4.6. Statistical Analyses

All statistical analyses were carried out on the “R” package version 4.0.0 [53].

4.6.1. Single-Molecule Analysis

Expression data of the single molecules were analyzed as an evaluation of the statistical significance of the median differences, by the Mann–Whitney test with Bonferroni correction. ANOVA analysis of the differences between the controls, primary melanoma, and metastatic melanoma samples in the tissue data was also performed and reported in Supplementary Material. In this case, normal distribution was evaluated by the Shapiro–Wilk test, and homoscedasticity (homogeneity of variance) was evaluated by the nonparametric Levene test. When the ANOVA analysis showed a significant difference between the medians, Mann–Whitney with Bonferroni correction and Tukey’s honest significance tests were applied as post-hoc tests.

4.6.2. Paired-Molecule Analysis

A data-matrix analysis investigated whether the expression correlations of all molecule pairs show any relevant difference between the control and melanoma samples. Spearman’s rank correlation coefficient was calculated.

4.6.3. Profile Analysis

Profile analysis was based on the Support Vector Machine (SVM) supervised learning algorithm, using a linear kernel [54,55]. Briefly, the method finds the best separation hyperplane between the set of control samples and the set of melanoma samples. Each sample is assumed as a single point in the hyperspace of dimensions n, where n is the number of features that can be used as predictors (specifically, the expression values of the molecules, and optionally age and sex). The result of the SVM algorithm is a separation hyperplane that maximizes the cumulative quadratic distance between the boundary points and the hyperplane itself. A parameter C plays a crucial role when the points are not linearly separable: C represents the tradeoff between decreasing the quadratic distance and ensuring that the boundary points are properly classified. We tuned the parameter C by testing 40 values between approximately 10−14 and 105 and selecting the value yielding the largest Area Under Curve (AUC) of the Receiver Operating Characteristic (ROC).
The missing expression values were removed from the dataset, according to two alternative approaches. In the first approach, we removed either the entire sample or, if more convenient in terms of resulting dataset size, all expression values of a specific molecule from the dataset. In the second approach, we assigned all missing values to zero [56]. The expression values of each molecule were then transformed to have average = 0 and standard deviation = 1, according to standard methods for this kind of analysis [57,58]. To validate the results, a 10-fold cross-validation procedure was applied. The SVM algorithm considers all predictors as coordinates in a multidimensional space, hence the prediction model is based on the whole set of 27 expression values of the molecules. For the analysis of the tissue-expression data, a Recursive Feature Elimination procedure [51] was applied to identify the molecules having the greatest impact. Therefore, the most relevant molecules of the predictive SVM-based model were identified. This method essentially repeats several times the cross-validated SVM analysis by excluding one of the predictors at a time, then discarding the weakest one, and restarts the whole process on the set of remaining predictors.

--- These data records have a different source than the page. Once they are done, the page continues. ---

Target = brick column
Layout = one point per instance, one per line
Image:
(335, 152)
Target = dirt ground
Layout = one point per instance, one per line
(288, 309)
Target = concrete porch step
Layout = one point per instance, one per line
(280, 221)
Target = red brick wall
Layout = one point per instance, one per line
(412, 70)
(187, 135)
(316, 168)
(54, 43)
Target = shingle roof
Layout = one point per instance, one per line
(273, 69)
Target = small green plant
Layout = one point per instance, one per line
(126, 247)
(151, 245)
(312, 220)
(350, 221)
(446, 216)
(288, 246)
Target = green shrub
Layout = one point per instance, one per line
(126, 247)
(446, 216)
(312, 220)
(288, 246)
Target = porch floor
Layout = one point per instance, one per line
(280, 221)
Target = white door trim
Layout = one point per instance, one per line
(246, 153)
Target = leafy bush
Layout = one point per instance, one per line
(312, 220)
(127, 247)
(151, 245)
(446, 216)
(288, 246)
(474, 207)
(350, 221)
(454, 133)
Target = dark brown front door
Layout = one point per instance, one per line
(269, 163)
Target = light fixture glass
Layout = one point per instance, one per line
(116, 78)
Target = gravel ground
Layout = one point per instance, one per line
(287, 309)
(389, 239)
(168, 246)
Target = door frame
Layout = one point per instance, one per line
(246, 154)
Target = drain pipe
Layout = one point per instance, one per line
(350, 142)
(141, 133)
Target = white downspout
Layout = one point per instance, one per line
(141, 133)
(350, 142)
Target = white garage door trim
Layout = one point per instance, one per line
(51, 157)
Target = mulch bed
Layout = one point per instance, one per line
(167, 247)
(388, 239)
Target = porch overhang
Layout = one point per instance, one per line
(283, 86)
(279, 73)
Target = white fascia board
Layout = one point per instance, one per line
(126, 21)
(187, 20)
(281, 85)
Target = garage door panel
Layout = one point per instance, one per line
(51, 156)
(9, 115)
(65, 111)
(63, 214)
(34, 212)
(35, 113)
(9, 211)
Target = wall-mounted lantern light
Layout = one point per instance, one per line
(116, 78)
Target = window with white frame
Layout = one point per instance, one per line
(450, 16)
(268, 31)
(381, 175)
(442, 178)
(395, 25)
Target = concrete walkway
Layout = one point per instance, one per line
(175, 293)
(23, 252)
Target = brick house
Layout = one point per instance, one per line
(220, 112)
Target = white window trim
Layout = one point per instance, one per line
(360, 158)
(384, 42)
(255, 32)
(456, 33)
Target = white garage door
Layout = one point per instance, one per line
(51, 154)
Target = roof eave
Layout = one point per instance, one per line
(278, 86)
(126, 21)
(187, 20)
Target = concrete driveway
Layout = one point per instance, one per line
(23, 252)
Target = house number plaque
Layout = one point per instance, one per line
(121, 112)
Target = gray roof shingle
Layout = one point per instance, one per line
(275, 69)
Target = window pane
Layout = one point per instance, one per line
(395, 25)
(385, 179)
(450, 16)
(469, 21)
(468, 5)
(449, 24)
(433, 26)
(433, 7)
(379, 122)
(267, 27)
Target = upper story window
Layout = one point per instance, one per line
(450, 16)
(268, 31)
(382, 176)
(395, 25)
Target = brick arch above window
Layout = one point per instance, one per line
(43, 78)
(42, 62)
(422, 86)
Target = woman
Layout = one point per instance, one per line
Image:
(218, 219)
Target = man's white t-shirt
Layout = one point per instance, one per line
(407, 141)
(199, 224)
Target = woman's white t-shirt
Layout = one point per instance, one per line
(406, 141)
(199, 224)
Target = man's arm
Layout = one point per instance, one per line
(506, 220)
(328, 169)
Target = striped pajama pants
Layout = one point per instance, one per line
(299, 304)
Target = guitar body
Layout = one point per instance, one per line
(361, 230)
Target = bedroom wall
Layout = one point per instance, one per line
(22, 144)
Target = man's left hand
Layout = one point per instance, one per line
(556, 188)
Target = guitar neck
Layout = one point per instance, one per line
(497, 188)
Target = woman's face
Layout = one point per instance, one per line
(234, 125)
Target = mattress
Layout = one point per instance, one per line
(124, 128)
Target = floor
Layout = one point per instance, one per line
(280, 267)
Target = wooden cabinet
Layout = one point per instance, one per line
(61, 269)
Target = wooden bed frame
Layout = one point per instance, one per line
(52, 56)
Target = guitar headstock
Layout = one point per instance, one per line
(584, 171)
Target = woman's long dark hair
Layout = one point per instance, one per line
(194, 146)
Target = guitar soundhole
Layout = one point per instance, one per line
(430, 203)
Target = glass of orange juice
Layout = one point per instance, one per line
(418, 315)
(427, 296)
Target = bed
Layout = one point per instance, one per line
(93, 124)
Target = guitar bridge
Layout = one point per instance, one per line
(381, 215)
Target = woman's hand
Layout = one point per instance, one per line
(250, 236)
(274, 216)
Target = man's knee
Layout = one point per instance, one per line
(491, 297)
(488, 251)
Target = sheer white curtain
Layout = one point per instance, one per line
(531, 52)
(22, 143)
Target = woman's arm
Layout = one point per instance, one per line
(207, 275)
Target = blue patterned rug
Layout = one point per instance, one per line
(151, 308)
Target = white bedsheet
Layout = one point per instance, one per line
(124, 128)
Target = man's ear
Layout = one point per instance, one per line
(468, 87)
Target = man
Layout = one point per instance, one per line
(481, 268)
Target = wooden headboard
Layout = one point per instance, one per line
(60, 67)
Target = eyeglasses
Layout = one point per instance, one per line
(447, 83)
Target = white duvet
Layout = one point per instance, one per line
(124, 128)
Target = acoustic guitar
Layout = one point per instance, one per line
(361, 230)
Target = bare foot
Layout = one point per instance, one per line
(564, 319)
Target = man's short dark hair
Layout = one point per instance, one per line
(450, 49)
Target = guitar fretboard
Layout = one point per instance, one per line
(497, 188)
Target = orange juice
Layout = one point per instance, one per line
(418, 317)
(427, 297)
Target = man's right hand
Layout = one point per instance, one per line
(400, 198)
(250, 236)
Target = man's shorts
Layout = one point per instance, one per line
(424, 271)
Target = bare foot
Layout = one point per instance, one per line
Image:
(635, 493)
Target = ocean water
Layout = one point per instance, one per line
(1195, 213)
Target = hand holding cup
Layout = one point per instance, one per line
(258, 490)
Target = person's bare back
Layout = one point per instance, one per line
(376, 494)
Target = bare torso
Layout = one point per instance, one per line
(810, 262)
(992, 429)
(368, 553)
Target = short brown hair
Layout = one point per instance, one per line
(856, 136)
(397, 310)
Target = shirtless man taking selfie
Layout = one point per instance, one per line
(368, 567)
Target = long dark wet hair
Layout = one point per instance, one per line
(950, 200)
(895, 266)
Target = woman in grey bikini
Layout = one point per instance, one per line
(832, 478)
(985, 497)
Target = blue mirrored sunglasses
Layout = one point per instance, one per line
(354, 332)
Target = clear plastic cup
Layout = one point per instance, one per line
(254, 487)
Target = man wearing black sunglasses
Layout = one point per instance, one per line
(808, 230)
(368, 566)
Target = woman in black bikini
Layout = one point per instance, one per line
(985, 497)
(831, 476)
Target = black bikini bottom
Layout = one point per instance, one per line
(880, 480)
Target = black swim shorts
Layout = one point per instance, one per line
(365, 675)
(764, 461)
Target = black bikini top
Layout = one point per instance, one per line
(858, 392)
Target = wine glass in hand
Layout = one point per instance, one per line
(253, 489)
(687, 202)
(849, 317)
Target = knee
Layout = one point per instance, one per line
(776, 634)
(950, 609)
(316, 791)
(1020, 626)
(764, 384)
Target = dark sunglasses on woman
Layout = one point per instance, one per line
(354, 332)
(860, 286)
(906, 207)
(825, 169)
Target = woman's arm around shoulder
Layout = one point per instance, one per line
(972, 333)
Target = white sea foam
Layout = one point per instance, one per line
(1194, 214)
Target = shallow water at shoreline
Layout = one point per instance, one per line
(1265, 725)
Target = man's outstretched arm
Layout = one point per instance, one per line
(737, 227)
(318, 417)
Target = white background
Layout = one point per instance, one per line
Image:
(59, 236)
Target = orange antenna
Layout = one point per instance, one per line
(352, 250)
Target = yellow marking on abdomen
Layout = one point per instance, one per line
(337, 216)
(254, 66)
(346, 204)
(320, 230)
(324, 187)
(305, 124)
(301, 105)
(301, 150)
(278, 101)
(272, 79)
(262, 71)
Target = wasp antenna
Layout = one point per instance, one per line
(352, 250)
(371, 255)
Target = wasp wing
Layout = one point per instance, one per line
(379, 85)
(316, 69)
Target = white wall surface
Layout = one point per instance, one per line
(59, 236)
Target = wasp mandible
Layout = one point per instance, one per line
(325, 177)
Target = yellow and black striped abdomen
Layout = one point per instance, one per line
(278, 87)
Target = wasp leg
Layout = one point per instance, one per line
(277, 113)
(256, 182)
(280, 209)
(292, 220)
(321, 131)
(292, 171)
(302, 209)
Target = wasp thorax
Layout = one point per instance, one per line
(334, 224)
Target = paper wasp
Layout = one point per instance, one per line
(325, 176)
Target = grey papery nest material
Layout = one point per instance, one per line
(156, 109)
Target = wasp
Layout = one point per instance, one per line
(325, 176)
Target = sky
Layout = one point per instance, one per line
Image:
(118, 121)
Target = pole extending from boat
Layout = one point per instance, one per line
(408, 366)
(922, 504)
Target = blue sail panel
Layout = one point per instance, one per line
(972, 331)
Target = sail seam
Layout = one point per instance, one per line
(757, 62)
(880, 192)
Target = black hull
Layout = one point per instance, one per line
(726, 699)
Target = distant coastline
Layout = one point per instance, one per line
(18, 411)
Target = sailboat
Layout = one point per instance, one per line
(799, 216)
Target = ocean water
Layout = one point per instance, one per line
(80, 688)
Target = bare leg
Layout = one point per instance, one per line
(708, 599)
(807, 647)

By this procedure, the molecules having the weakest impact on the performance of the SVM model were identified and removed from the feature set.

4.7. Results Validation

4.7.1. Cross-Validation Procedure

All statistical results involving random selections of samples (namely SVM analyses) were validated using “cross-validation” methods to reduce errors due to overfitting. Overfitting errors are caused by an over-optimization of the parameters of a statistical method that achieves an optimal result on the available dataset but poor results on a dataset built from a different set of observations. In a typical k-fold cross-validation procedure, the dataset is randomly partitioned in k subsets of approximately equal size. The statistical method is then repeated k times: in every execution, k-1 subsets are used as “training sets” to optimize the parameters of the method, while the remaining “testing”’ subset is used to evaluate the performances of the method. Every execution of the method uses a different subset as the “testing” set. Eventually, the performances of the method are taken as the average performances of all k executions. In this work we selected k = 10; thus, every measure is the net results of 10 experimental runs.

4.7.2. Validation

The tissue-expression results obtained from the data collected from the GENT2 database were validated on an independent database, GEPIA2 (available at http://gepia2.cancer-pku.cn/#index), reporting the RNA expression data from 461 controls and from 558 melanoma patients. Expression and dimensionality reduction by PCA analysis were carried out by the specific tools available at the GEPIA2 database.

5. Conclusions

We report here, for the first time, significant differences in cytokine expression as a function of the pathological state and gender, or age, or Breslow thickness, in the serum expression of a large patient dataset. Such differences are likely related to the systemic response to the tumor and may help, at least in part, investigating the known heterogeneity of this tumor. Furthermore, by analyzing gene expression in a large tissue expression dataset, we report, for the first time, a highly relevant 4-gene signature that discriminates the controls from the melanoma patients. We also show here that the machine learning algorithm SVM appears to be very effective in improving the classification ability for potentially diagnostic purposes and clinical applications.

Supplementary Materials

The following are available online at https://www.mdpi.com/2072-6694/12/12/3680/s1, Table S1: Serum expression general data in all controls (male + female). Table S2: General data on serum expression in all melanoma patients (male + female). Table S3: Correlation of the serum expression with Breslow thickness in male melanoma and in female melanoma. Table S4: Correlation of the serum expression with age, in female controls compared to female melanoma. Table S5: Correlation of the serum expression with age, in male controls compared to male melanoma. Table S6: Anova analysis of tissue expression data. Table S7: Results of the SVM method applied to the serum expression dataset after age-matching. Results are similar to the analysis performed on the unmatched data (see Table 7).

Author Contributions

M.C.: conceptualization; data analysis; draft writing; final writing: F.S.: sample handling; database updating; draft writing; D.D.: sample handling; database updating; draft writing; G.C.A.-C.: patients recruitment; informed-consent; S.R.: expression analysis; C.T.: expression analysis; M.N.: patients recruitment; informed-consent; E.P.: patients recruitment; informed-consent; L.L.: patients recruitment; informed-consent; G.D.L.: patients recruitment; informed-consent; F.F.: conceptualization; study design; draft writing; final writing; A.F.: conceptualization; study design; draft writing; data analysis; final writing; study supervision. All authors have read and agreed to the published version of the manuscript.

Funding

MOH: RC2018: RC2019 to A.F. MOH: Programma Italia-USA, and Oncotecnologico to FF.

Acknowledgments

We gratefully thank the support from the Facility of Complex Protein Mixture (CPM) analysis at ISS, Rome, and the entire sections of Oncology- Dermatology and Surgery at IDI-IRCSS. T.C. was supported by Fondazione Umberto Veronesi that is gratefully acknowledged.

Conflicts of Interest

The authors declare no conflict of interest.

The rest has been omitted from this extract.